Date:2019-02-14  Hits:533

THE PUBLIC HEALTH BUREAU of Chengwu county, Shandong province, fined a migrant worker couple 64,626 yuan ($9,570), in the form of the so-called social maintenance fee, for breaking the provincial rules made according to the Population and Family Planning Law. The local court then seized all of the couple's savings, 22,958 yuan, last month, after they failed to hand the fine to the bureau before the 30-day deadline expired. China Daily reporter Li Yang comments:

True, the law and the provincial regulation - which are based on the Constitution, in which family planning is still recognized as a national policy to adjust the population's growth to the needs of social and economic development plans-are legally binding, and all couples are obliged to carry out the policy, which is also entrenched as a general principle in the Marriage Law.

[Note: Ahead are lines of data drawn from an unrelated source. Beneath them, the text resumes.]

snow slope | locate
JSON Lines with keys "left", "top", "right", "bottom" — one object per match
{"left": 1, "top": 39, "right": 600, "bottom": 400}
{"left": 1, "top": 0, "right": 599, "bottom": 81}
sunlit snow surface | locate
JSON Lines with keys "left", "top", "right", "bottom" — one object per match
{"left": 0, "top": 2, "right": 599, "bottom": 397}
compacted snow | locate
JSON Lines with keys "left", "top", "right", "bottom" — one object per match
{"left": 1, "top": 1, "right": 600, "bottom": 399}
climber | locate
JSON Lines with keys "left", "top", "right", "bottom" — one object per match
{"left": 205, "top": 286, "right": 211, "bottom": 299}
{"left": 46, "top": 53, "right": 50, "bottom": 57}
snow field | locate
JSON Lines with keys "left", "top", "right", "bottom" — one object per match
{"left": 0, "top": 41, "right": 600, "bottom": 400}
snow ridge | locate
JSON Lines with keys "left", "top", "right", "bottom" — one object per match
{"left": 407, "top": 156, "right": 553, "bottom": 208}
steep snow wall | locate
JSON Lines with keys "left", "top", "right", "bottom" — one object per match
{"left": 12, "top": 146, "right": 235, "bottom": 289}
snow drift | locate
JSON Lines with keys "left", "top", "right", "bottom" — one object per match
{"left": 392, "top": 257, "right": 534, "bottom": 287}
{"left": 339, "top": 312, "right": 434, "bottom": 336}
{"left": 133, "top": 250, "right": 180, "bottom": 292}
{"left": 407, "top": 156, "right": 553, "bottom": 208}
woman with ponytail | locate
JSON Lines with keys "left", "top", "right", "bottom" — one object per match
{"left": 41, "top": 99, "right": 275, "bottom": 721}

But neither the bureau nor the court should quote them as an excuse for their compulsory execution of the administrative fine without considering the consequences of their ruling: The fine is heavy enough to bankrupt the couple, who apparently lead a hand-to-mouth existence while raising three children.

It seems the local authorities have not informed the couple that according to the Administrative Compulsory Law, for those who have difficulty paying a fine before the deadline, the authorities can allow them to pay it in stages, or that they have the right to apply for an administrative review of their case. The court has been too hasty in seizing the couple's limited savings before their legal rights and interests have been guaranteed. The couple have every right to apply for a review or start litigation proceedings before they lose all their money.

The incident comes at a time when the central government has just implemented the largest round of tax cuts last month to ease the burden of families raising children-the more children they have, the more tax relief they can apply for-in a bid to encourage couples to have more children, since the number of new births has droped continuously in the two years even after the implementation of the revised family planning policy in 2016 that allows all couples to have two children.

The sessions of China's top legislature and political advisory body next month in Beijing provide an opportunity to revise the outdated clauses of the family planning law, which are apparently poles apart from the nation's needs and policies, but a protective talisman for some dogmatic rule-of-law officials.